Supreme Court Justice Kennedy announced his retirement at age 81 on June 27, effective July 31.

Justice Retires LGBT Rights

Justice Anthony Kennedy, the longest-serving judge on the Supreme Court, announced his retirement on Wednesday, effective starting July 31. Justice Kennedy was known to be the swing voter between Republicans and Democrats in most court decisions.

While Justice Kennedy is considered a moderate, it’s likely that the pick to replace him will be highly conservative. Trump, a Republican, has the power to choose the successor and while he may only be in office for another 936 days, his pick for the Supreme Court can hold office for as long as they want.

In recent days, the Supreme Court has already ruled in favour of the Colorado baker who refused to make a cake for a gay couple, and protected Trump’s travel ban. The United States also withdrew from the UN Human Rights Council.

To make matters worse for Democrats, the Senate Republicans have backed every one of Trump’s nominees. It is also reported that the Federalist Party, a far-right organisation, has chosen each of the nominees, meaning once radical, extremist, views are now becoming mainstream.

Democrats and liberals worry that action will be taken against Roe v. Wade, the 1973 landmark case that allowed women in America to receive abortions. In June 2016, Justice Kennedy’s vote saved abortion rights in Texas and set a precedent for many other states. Obergefell v. Hodges, the ruling that protects same-sex marriages, could also be at risk in a conservative Supreme Court.

Justice Kennedy was crucial to gay rights legislation in the United States. He authored the Court’s first major pro-gay rights decision, Romer v. Evans, which protected LGBT+ people in Colorado under the 14th Amendment’s Equal Protection Clause. Justice Kennedy helped overturn rulings banning sexual acts between two same-sex consenting partners in various states and authored the reverse of the Defense of Marriage Act in addition to helping guarantee same-sex marriage at a federal level- all on the grounds of equal protection.

When Former Associate Justice Antonin Scalia died in 2016, former President Obama’s attempts to replace him were unsuccessful. As a result, Trump chose Neil Gorsuch- a committed conservative.

Anthony M. Kennedy, Associate Justice of the Supreme Court of the United States, swears in Supreme Court Justice Neil M. Gorsuch on Monday, April 10, 2017, in the Rose Garden of the White House in Washington, D.C.

The shift from moderate to conservative in the courts could make changes that will last for decades.
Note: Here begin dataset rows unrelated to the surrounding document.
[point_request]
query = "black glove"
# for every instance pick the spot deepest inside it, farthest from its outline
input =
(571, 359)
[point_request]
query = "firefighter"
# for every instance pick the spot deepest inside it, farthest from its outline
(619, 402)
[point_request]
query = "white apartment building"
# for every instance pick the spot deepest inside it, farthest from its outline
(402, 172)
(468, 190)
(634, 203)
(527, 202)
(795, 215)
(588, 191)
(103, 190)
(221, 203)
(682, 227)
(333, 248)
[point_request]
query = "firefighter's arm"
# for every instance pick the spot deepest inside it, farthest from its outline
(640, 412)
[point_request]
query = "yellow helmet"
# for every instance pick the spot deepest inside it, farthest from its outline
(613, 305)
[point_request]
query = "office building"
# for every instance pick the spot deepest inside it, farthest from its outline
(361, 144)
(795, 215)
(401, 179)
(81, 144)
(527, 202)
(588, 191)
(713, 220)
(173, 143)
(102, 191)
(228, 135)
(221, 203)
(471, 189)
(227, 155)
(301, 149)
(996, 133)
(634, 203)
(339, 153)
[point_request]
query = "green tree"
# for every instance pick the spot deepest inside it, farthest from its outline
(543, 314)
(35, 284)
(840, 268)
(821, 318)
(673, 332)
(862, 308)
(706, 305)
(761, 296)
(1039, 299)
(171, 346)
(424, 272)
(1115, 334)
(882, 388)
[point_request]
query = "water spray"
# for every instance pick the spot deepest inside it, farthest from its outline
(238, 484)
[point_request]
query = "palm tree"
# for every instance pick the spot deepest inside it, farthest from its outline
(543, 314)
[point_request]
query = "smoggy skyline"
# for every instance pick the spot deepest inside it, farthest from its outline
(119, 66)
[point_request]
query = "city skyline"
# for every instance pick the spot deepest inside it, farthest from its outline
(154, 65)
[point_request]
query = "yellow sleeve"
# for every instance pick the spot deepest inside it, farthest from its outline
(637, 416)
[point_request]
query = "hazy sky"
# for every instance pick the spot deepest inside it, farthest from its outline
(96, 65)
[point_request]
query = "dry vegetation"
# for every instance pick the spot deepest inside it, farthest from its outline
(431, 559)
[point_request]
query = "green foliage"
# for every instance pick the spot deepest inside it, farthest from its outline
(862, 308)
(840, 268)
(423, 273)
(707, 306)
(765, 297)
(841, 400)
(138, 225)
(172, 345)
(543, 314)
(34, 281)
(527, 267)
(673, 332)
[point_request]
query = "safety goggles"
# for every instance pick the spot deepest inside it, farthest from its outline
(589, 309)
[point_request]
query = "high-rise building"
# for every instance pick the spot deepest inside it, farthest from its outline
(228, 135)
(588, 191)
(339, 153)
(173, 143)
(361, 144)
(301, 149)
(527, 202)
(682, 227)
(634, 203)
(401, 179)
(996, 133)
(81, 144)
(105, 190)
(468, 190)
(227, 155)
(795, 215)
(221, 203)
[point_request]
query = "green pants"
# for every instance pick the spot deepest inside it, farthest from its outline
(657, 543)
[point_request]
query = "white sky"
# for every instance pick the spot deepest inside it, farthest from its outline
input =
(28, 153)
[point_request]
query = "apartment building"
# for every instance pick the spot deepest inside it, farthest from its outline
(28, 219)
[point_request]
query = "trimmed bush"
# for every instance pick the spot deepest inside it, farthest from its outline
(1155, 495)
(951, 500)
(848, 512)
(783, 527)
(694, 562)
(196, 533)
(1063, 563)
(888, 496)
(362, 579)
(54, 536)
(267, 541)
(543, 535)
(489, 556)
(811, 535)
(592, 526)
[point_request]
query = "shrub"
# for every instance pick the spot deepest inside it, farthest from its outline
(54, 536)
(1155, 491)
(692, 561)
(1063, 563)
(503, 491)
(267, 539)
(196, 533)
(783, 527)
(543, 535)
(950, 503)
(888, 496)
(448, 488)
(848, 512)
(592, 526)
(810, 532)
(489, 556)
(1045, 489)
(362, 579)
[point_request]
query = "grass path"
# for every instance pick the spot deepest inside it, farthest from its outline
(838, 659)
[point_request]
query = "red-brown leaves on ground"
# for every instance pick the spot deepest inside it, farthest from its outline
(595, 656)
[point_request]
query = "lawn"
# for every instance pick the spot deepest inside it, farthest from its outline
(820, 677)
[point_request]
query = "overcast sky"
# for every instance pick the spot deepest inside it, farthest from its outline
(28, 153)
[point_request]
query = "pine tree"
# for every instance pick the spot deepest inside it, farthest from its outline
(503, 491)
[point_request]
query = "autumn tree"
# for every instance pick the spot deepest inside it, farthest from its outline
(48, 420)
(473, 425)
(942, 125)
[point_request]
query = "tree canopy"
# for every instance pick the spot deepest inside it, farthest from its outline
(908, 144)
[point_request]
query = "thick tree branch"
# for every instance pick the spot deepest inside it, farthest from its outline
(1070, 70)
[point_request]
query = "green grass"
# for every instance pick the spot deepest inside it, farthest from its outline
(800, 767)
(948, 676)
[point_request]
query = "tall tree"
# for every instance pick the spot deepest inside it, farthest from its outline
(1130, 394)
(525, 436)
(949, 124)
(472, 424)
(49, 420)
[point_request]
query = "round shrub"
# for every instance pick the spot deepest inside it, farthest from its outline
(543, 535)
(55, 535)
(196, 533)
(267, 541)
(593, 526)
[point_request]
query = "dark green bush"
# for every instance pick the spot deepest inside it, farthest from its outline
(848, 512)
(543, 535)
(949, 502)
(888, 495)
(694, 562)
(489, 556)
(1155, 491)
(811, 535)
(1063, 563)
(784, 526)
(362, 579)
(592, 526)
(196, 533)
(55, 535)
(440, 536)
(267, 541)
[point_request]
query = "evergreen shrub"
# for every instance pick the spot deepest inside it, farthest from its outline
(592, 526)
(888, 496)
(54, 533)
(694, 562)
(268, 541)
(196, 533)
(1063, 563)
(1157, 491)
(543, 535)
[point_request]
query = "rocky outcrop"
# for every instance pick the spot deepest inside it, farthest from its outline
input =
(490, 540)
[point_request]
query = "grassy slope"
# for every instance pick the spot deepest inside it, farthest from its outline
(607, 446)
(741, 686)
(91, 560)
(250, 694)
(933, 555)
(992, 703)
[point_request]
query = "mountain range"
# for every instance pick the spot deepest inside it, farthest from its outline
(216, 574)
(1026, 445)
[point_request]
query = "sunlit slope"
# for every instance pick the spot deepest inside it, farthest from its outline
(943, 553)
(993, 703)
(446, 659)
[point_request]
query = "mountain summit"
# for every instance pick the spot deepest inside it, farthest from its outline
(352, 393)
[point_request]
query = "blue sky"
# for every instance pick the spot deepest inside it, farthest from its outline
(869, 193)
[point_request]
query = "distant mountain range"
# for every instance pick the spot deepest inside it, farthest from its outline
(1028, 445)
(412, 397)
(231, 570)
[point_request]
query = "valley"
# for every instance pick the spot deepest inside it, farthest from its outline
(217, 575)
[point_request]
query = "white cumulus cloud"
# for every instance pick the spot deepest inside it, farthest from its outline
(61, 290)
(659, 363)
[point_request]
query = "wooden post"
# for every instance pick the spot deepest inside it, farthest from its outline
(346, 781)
“America after Anthony Kennedy looks significantly different from America before. The movement against mass incarceration could run into unprecedented resistance from the Court, and the anti-abortion movement could notch its greatest victories in a half-century,” said Dylan Matthews in a Vox article. “This Supreme Court vacancy will give Donald Trump the power to shift jurisprudence on a range of critical issues. It could wind up being the most important part of his legacy.”